Find the first quadrant area under y = e -2x
I assume you mean y = e^(-2x)
area = ∫e^(-2x) dx from 0 to ∞
= [ (-1/2)e^(-2x) ] from 0 to ∞
let's look at (-1/2) e(^(-2x)
or -1/(2e^(2x) as x ---> ∞
so as the denominator becomes larger and larger, the quotient becomes smaller and smaller
that is ,
limit -1/(2e^(2x) as x---> ∞ = 0
so area = 0 - (-1/e^0
= 1
let's test our answer, let the area be from 0 to 100
area = -1/e^200 - ( -1/e^0)
= 1.38x10^-87 + 1
= pretty close to 1
To find the area under the curve of the function y = e^(-2x) in the first quadrant, we need to integrate the function over the appropriate interval.
The first quadrant is defined by x ≥ 0 and y ≥ 0.
To find the area, we need to integrate the function with respect to x from x = 0 to the point where the curve intersects the x-axis. To find this point, we set y = 0 and solve for x:
0 = e^(-2x)
Since e^(-2x) is always positive, there are no solutions that satisfy y = 0. This means that the curve does not intersect the x-axis in the first quadrant.
Therefore, the area under the curve y = e^(-2x) in the first quadrant is infinite since it extends indefinitely in the positive y-direction.

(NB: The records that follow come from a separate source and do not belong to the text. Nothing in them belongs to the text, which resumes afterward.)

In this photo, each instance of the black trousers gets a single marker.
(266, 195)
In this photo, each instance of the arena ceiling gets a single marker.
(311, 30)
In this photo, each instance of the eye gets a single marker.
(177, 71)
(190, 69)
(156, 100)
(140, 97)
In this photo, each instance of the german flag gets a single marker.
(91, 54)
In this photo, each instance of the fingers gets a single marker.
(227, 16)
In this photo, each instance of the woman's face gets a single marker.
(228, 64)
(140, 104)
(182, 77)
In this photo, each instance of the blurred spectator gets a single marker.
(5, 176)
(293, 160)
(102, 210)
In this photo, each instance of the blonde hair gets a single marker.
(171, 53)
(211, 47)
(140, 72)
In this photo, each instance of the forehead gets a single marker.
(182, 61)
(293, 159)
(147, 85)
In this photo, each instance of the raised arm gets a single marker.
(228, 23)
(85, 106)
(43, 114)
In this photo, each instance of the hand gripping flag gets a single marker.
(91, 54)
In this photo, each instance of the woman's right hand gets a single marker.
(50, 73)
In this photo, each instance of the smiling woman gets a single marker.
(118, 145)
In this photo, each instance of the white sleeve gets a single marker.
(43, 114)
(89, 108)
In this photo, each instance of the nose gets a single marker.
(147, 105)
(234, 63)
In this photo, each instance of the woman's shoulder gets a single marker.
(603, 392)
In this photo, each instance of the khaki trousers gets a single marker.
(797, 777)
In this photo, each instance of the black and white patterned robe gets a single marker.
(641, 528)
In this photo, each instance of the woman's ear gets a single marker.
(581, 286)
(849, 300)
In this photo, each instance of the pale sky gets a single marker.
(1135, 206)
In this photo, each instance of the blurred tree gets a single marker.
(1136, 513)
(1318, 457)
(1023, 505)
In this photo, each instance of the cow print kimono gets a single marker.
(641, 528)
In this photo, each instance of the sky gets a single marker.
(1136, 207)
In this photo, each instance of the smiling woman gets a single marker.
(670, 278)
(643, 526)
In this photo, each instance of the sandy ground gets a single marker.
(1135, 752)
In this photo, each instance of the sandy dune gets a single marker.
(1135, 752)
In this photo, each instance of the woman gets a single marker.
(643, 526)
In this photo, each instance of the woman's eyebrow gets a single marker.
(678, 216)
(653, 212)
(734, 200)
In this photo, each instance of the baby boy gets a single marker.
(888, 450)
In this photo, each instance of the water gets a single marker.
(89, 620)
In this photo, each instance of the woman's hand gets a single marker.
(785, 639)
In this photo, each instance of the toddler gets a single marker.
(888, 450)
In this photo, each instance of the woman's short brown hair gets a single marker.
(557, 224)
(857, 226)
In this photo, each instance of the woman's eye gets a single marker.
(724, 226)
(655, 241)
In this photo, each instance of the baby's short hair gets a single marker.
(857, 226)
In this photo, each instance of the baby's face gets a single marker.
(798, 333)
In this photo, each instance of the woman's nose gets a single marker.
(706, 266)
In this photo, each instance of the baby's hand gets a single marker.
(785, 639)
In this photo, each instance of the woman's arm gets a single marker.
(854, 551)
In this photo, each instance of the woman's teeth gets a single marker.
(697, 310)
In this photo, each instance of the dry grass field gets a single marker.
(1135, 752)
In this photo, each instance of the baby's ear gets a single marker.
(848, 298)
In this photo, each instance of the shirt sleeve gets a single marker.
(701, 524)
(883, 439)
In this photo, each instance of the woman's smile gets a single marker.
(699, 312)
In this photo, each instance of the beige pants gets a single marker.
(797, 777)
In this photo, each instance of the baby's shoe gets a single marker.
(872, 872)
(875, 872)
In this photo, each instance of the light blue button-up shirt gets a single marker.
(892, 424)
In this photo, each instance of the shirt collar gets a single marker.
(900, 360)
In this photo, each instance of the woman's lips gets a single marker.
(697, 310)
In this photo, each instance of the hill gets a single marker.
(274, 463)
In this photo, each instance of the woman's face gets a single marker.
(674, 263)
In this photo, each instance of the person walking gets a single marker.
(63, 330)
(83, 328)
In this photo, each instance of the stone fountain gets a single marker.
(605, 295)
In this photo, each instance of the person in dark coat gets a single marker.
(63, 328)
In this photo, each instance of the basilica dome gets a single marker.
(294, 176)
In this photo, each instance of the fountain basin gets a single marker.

To find the first quadrant area under the curve y = e^(-2x), we need to integrate this function over the appropriate interval.
The first quadrant includes positive x-values and positive y-values. Therefore, we need to find the values of x where the curve intersects the x-axis and the y-axis.
To find the x-intercept, we set y = 0:
0 = e^(-2x)
Taking the natural logarithm of both sides:
ln(0) = ln(e^(-2x))
0 = -2x
Now we solve for x:
0 = -2x
x = 0
So, the x-intercept of the curve is at x = 0.
To find the y-intercept, we set x = 0:
y = e^(-2 * 0)
y = e^0
y = 1
So, the y-intercept of the curve is at y = 1.
Now we have the x and y-values that define the first quadrant area: (0, 0) and (0, 1).
To find the area under the curve, we integrate the function y = e^(-2x) with respect to x over the interval [0, ∞).
∫[0, ∞) e^(-2x) dx
Integrating this function gives us:
∫[0, ∞) e^(-2x) dx = -1/2 * e^(-2x) | [0, ∞)
Now we evaluate the definite integral from 0 to ∞:
-1/2 * e^(-2 * ∞) - (-1/2 * e^(-2 * 0))
Since e raised to any negative power approaches zero as x goes to infinity, we can simplify:
-1/2 * 0 - (-1/2 * 1)
= 0 + 1/2
= 1/2
Therefore, the first quadrant area under the curve y = e^(-2x) is 1/2 square units.